Methods Field plot experiment was conducted inside greenhouse using tomato cultivar ‘xinghai 12’ as materials. The greenhouse was divided into four independent compartments with plastic film, each had a planting area of 52 m². Taking air CO₂ 400 μmol/mol as control, CO₂ levels of (600 ± 20) μmol/mol, (800 ± 25) μmol/mol and (1000 ± 30) μmol/mol were setup in each compartments throughout the experiment from Nov 2016 to Apr 2017. Using an automatic CO₂ release system, CO₂ supply concentration was regulated through the CO₂ flow meter of the cylinder and spread evenly into each pilot area by assistant of the circulation fan. CO₂ was released twice a day at 9:00–11:00 in the morning and 14:00–16:00 in the afternoon on sunny days. The photosynthetic indexes of tomato plants were measured using the LI-6400 photosynthesis analyzer at the seedling stage, flowering stage, young fruit stage and mature stage, respectively.

Results CO₂ enrichment treatments significantly increased the photosynthetic pigment contents of tomato at all the tested growth stages, with the high increment at flowering and young fruit stages. The highest increment in chlorophyll a and b were obtained in treatment of CO₂ (1000 ± 30) μmol/mol; the highest increment of carotenoid was CO₂ (800 ± 25) μmol/mol at flowering stage and was (1000 ± 30) μmol/mol at the other stages. The net photosynthetic rate, intercellular CO₂ concentration and water use efficiency were significantly increased by CO₂ supply at all the growth stages, and with the largest increment in the treatment of CO₂ (1000 ± 30) μmol/mol, and followed by the CO₂ (800 ± 25) μmol/mol. The stomatal conductance and transpiration rate were significantly reduced in the increase of CO₂ supply concentration. Supplying CO₂ increased the light saturation point, maximum net photosynthetic rate and apparent quantum efficiency, but decreased the light compensation point in tomato leaves to some extent, the best effects were all in the treatment of CO₂ (1000 ± 30) μmol/mol, and followed by CO₂ (800 ± 25) μmol/mol.

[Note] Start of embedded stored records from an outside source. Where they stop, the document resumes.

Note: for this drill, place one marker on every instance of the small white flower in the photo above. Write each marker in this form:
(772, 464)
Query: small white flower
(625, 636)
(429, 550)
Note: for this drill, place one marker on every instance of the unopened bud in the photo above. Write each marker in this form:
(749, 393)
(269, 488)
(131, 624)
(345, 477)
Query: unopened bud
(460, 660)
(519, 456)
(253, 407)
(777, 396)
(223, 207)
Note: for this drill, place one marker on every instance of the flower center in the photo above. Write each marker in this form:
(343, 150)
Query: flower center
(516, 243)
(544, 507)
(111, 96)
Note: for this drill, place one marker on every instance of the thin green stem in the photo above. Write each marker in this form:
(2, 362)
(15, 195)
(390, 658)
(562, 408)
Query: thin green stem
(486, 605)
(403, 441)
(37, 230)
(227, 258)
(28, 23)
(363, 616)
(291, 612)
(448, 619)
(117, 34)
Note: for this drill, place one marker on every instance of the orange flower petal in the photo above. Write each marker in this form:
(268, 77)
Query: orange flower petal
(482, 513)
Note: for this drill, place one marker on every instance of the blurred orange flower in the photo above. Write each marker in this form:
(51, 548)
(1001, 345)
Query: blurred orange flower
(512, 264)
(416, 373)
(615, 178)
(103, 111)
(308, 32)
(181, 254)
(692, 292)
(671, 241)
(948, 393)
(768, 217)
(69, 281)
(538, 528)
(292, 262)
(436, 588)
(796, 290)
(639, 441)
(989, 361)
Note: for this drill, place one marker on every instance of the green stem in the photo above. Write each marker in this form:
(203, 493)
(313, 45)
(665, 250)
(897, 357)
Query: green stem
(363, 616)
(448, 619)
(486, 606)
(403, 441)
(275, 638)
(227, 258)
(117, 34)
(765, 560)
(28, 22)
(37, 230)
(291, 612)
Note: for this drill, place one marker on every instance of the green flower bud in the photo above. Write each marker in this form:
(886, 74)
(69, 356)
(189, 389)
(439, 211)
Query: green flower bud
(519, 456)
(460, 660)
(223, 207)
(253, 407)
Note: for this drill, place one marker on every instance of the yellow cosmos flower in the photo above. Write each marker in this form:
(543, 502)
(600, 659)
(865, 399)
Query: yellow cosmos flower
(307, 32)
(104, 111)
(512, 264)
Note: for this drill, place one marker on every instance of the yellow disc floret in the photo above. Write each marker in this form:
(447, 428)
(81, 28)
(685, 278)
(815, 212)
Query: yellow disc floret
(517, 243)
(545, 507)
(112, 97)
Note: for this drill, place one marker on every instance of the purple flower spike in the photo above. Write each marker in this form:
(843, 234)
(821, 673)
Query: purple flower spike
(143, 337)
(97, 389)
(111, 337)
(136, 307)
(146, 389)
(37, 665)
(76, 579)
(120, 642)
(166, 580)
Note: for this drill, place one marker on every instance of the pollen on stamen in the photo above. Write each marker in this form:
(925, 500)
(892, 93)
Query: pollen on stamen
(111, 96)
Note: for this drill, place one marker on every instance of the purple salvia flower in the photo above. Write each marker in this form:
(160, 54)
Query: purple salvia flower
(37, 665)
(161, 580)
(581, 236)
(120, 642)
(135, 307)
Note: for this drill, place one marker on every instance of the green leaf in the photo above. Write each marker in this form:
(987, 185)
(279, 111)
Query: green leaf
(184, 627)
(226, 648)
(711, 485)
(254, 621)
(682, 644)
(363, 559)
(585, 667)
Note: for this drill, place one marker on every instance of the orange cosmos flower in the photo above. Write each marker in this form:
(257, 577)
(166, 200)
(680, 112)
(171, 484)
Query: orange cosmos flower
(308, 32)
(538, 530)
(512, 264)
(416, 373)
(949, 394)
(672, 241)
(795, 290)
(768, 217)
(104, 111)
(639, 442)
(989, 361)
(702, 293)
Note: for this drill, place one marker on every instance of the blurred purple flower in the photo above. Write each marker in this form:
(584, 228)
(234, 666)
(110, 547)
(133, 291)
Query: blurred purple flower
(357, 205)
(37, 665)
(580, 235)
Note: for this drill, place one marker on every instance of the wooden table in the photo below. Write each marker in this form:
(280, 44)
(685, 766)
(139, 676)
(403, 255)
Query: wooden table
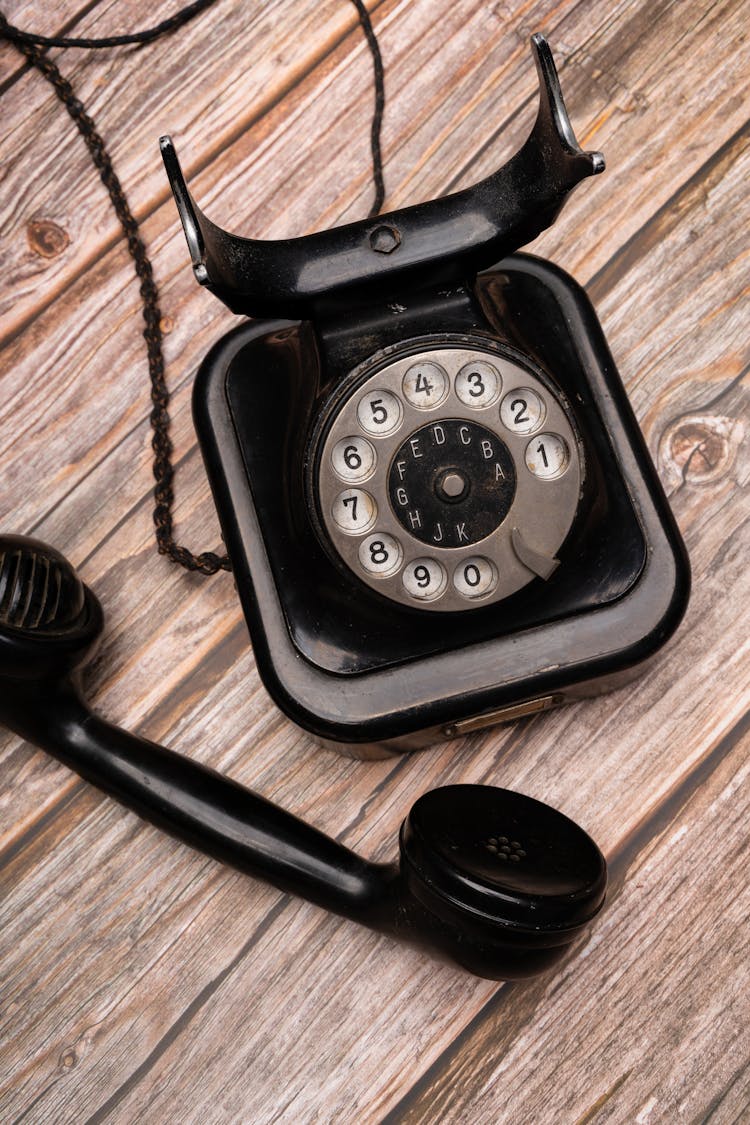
(142, 981)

Conclusions CO₂ supply could obviously increase the photosynthetic capacities of tomato leaves at the flowering and fruiting stages, effectively enhance the accumulation of photosynthetic pigments and promote photosynthesis in tomato at all the growth stages, and increase the tomato yield. Under the experimental range of CO₂ supply, 800–1000 μmol/mol of CO₂ supply is recommended for high tomato yield.